Retour sur l’actu – Patient sorti du coma : la diffusion de l’information en question

Publié le 16 octobre 2017 par Olivier Clot-Faybesse
Patient en état végétatif © Inserm/ F. Demerliac

Grâce à la stimulation cérébrale, un patient a pu récupérer un peu de conscience. Au point d’évoquer sa sortie du coma profond. Problème : ce patient était décédé au moment de l’annonce de cette prouesse médicale.

« Stimulé, un patient dans un état végétatif a récupéré une conscience minimale », Le Monde en date du 25 septembre. « Une stimulation cérébrale aurait redonné un peu de conscience à un patient en état végétatif », Libération du 26 septembre. Obtenu par une équipe de recherche lyonnaise, un tel résultat semblait stupéfiant – quinze ans que le patient était plongé dans cet état végétatif .

Une réussite mettant en évidence l’apport d’une technique, celle de la stimulation cérébrale, et plus particulièrement ici du nerf vague. Certains internautes ont pu être surpris que Faire-face.fr ne relaie pas cette incroyable nouvelle. Alors même que les médias grand public s’en faisaient l’écho…

Prudence face aux annonces (trop) spectaculaires

La raison de ce silence ? La prudence ! Quand une avancée aussi singulière ne concerne qu’un seul et unique patient dans le monde, des précautions s’imposent. Inutile de donner de faux espoirs. Car contrairement à une étude clinique, rien ne dit que l’expérience sera reproductible, s’appliquera à une majorité de patients ou encore fonctionnera quelle que soit l’origine du traumatisme et/ou le niveau de lésion.

On se souvient d’ailleurs du cas, il y a quelques années, de ce patient paraplégique. Après injection de cellules souches dans sa moelle épinière, il avait pu remarcher. Or, il s’était avéré que sa moelle n’avait été que partiellement sectionnée. Ceci expliquant cela.

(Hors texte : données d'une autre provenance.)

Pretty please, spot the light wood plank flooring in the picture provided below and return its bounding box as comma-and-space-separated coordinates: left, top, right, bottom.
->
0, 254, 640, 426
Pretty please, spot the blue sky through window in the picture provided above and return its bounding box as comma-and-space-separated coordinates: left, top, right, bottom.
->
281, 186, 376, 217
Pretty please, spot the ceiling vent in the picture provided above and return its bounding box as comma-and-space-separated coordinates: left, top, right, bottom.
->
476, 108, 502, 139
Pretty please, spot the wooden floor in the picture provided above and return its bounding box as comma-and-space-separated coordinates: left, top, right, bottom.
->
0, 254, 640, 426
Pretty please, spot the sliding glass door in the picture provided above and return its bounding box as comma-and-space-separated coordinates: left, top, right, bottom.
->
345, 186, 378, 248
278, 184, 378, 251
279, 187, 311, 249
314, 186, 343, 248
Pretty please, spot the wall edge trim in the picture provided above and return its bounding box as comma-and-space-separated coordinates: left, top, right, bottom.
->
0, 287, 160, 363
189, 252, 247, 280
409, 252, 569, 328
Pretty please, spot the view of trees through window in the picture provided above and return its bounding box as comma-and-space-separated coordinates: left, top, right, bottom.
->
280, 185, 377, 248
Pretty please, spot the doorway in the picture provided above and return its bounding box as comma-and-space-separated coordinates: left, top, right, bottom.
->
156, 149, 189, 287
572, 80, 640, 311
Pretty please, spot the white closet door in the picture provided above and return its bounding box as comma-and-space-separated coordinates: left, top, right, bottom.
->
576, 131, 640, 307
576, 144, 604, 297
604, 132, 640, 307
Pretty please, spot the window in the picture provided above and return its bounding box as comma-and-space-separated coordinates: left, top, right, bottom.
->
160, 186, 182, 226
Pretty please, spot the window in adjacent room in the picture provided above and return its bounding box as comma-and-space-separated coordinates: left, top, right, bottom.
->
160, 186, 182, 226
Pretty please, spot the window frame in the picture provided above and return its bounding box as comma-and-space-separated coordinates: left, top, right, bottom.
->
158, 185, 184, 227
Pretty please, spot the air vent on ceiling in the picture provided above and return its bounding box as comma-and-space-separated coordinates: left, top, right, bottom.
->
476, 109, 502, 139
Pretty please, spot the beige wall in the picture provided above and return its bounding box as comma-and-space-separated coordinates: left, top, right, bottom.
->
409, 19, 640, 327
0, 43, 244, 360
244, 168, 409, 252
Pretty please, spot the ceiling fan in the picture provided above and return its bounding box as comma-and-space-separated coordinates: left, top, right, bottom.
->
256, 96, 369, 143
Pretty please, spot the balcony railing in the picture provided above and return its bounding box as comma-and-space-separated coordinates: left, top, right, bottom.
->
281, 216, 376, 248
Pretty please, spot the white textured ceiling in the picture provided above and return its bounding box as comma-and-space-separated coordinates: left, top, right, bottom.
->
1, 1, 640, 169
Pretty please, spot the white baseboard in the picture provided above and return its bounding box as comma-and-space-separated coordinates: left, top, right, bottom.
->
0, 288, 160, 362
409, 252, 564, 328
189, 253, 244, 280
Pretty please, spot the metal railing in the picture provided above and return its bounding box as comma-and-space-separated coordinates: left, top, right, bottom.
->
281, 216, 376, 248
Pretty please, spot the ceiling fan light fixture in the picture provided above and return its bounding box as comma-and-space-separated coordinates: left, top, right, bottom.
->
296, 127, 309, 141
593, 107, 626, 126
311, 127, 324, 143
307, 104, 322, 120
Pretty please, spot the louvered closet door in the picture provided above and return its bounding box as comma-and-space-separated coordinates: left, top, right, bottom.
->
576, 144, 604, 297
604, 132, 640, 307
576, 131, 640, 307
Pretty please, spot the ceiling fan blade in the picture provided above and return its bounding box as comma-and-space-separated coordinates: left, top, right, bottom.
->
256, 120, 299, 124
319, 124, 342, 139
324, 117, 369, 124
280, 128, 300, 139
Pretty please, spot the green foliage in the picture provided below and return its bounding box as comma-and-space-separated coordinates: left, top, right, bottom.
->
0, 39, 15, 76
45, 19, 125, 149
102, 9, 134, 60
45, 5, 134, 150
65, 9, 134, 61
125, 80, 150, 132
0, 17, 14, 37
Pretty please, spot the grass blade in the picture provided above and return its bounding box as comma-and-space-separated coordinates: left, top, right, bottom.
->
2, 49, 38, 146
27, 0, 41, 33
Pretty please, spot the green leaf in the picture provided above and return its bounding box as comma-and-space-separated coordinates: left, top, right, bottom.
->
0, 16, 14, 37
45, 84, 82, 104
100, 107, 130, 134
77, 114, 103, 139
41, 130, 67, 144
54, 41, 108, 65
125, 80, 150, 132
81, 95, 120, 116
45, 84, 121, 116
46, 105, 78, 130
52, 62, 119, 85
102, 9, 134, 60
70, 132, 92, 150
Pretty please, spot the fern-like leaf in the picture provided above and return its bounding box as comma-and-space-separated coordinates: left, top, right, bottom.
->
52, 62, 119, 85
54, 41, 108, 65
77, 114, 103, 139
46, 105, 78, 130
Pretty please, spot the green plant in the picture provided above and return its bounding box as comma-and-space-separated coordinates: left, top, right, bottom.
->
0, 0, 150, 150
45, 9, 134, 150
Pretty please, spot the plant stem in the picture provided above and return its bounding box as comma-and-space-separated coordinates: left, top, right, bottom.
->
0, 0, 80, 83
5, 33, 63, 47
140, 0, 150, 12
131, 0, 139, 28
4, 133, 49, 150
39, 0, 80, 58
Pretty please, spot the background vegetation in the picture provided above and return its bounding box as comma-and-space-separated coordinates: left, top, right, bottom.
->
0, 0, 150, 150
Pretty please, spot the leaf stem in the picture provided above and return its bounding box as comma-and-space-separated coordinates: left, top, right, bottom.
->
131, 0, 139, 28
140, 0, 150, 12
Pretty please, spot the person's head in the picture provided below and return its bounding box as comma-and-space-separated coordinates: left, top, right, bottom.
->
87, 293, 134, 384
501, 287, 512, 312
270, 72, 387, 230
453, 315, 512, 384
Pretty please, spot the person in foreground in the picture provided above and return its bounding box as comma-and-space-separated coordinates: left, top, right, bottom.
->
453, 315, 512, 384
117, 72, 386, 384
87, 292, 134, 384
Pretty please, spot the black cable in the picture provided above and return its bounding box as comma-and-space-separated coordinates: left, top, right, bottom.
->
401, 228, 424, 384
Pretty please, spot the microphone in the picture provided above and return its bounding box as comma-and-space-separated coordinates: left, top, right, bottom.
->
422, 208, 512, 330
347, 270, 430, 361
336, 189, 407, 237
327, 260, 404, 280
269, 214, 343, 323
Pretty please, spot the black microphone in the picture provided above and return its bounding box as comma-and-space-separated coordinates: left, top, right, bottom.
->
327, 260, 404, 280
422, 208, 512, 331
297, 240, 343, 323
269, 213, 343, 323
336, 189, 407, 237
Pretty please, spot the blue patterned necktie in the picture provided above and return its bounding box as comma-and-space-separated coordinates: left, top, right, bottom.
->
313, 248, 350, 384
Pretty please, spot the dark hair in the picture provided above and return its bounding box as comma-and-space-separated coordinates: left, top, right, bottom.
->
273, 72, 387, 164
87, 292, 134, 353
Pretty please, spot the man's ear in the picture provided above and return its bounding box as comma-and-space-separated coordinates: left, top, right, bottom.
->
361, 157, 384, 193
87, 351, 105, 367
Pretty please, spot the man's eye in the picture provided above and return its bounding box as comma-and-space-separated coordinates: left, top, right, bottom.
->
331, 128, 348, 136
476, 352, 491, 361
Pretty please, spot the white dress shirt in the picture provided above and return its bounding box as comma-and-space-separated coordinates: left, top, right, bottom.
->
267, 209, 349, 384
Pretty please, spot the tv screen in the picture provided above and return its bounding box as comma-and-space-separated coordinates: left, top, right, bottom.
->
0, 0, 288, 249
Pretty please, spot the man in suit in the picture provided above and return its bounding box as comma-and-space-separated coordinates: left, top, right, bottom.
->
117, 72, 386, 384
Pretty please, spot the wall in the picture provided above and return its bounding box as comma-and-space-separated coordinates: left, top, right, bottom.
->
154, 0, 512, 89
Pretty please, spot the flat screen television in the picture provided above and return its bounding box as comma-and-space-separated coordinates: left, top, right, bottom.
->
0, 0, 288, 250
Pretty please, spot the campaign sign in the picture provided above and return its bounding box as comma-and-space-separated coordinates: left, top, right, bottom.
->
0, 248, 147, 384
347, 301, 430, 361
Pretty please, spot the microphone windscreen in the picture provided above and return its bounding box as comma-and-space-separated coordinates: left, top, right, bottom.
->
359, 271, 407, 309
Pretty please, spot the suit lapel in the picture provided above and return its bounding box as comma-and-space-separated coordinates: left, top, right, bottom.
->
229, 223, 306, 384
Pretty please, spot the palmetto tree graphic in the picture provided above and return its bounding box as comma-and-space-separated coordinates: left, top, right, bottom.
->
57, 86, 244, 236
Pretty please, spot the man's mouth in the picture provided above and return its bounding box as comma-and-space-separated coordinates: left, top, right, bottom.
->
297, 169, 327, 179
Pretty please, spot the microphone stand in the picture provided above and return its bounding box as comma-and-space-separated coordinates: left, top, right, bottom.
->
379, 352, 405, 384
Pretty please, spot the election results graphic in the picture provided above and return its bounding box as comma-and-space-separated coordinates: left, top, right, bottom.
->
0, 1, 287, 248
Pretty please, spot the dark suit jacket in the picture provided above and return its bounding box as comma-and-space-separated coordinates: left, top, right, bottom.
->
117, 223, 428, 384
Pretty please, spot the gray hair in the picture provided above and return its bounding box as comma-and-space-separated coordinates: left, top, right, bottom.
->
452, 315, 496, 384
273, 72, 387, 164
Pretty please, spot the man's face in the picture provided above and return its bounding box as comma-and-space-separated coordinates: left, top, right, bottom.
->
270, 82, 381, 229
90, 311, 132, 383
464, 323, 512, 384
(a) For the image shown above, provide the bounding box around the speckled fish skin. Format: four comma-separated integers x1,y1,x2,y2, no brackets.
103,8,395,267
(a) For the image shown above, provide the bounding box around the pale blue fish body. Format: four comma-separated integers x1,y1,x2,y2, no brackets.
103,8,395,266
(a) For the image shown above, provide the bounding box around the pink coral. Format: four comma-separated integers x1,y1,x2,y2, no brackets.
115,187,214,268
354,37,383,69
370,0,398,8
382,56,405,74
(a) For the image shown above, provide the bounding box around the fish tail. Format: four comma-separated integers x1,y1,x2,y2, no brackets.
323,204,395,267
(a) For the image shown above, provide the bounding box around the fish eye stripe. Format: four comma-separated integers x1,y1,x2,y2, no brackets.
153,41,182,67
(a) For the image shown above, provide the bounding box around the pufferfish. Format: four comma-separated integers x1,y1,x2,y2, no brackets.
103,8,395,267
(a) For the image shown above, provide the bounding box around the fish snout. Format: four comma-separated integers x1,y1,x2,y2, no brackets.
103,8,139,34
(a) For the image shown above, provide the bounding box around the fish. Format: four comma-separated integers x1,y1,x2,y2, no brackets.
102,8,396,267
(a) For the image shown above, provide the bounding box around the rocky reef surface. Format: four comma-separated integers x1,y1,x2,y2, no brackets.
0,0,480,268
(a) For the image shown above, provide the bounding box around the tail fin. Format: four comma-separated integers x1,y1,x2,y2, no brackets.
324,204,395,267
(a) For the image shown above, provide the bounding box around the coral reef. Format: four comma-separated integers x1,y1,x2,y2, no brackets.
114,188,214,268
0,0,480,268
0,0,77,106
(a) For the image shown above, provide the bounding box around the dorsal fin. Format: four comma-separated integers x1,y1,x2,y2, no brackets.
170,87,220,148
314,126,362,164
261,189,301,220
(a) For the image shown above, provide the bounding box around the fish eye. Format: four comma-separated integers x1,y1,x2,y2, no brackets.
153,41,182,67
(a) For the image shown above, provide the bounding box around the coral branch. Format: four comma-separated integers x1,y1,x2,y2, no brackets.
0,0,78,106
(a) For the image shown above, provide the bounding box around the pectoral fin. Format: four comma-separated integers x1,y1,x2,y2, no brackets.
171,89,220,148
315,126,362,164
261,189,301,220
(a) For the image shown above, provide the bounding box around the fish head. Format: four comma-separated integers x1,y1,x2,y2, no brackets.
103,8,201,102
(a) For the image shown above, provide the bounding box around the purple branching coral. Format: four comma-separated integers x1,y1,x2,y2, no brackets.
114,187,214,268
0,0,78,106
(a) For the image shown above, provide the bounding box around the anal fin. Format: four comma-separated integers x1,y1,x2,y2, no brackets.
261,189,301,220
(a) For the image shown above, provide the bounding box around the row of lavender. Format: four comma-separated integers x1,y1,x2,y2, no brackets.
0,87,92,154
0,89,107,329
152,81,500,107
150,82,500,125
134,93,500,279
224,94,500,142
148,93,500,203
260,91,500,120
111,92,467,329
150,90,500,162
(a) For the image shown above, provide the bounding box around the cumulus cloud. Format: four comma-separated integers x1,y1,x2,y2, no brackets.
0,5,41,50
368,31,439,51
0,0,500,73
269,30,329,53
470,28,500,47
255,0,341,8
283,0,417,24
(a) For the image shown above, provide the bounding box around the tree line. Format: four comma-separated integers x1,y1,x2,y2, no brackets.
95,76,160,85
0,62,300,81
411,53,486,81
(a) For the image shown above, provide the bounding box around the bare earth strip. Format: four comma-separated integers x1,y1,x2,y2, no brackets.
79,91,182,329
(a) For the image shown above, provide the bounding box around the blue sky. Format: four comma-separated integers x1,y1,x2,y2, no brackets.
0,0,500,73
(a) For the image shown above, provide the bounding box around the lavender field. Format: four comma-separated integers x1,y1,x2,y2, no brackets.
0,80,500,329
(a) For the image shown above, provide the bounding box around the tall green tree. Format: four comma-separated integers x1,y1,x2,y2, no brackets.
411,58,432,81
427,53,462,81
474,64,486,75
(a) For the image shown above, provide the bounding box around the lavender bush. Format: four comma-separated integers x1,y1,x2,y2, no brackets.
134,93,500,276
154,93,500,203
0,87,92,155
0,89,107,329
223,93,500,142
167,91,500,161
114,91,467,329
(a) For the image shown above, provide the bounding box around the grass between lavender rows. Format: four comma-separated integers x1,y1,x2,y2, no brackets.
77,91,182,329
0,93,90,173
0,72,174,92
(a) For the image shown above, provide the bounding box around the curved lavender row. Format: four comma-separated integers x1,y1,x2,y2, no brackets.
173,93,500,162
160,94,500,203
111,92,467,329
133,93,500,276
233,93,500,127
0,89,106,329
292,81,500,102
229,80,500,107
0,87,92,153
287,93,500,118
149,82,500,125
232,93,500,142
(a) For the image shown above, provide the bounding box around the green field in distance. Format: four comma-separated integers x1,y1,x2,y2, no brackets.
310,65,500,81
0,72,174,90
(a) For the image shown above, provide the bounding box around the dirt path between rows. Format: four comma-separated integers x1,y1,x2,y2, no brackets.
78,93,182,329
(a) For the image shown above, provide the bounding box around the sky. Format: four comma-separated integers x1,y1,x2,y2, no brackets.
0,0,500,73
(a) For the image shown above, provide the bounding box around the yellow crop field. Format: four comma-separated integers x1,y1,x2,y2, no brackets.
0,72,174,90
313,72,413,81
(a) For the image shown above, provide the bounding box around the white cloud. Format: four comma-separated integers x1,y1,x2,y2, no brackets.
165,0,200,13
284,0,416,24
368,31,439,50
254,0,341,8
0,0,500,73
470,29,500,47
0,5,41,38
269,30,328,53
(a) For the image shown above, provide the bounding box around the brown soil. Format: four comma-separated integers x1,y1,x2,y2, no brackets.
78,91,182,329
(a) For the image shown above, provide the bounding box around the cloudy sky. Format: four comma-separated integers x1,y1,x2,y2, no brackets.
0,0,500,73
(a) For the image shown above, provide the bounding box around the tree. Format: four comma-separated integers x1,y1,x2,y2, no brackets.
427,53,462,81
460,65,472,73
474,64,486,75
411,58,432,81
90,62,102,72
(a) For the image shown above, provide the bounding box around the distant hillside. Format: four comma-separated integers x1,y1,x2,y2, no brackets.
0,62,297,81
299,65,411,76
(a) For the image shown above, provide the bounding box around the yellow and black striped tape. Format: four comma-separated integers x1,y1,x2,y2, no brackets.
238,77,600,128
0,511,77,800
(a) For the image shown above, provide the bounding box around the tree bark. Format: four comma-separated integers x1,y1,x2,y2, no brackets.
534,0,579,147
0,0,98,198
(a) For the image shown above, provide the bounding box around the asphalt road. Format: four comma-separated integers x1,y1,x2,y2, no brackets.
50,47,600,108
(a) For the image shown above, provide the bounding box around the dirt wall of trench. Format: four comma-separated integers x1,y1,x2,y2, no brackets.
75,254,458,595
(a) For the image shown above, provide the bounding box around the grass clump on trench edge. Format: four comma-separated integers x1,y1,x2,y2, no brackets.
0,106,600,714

Décès volontairement caché

Le plus troublant dans cette affaire de sortie d’un coma profond : les chercheurs l’ont annoncée alors que le patient était décédé et qu’ils le savaient pertinemment. Ils ont omis de donner ce “détail”, le jugeant sans lien avec leurs résultats !

Ce qu’à précisé plus tard sous la forme d’un mea culpa, un des auteurs de l’étude dans Le Monde, le Pr Jacques Luauté : « Nous en avions discuté avec la famille. Ensemble, nous avions pensé, à tort, que cela allait entraîner un amalgame entre la stimulation et le décès. On était arrivés à la conclusion que ce décès – sans lien avec l’expérimentation – était un événement familial intime. C’était une erreur, car il était évident qu’on nous demanderait ce que ce patient était devenu ».

Si les grands journaux nationaux ont été prompts à rapporter l’avancée scientifique, ils ont été tout aussi réactifs lorsqu’ils ont appris la nouvelle du décès.

Perte de confiance

Ainsi, les articles parus ont été mis à jour. Et de nouveaux publiés. “Stimulation cérébrale, quand les chercheurs mentent” a titré Libération , le 3 octobre. Alors que pour Le Monde  du même jour, “L’innovation scientifique doit s’accompagner d’une innovation éthique”.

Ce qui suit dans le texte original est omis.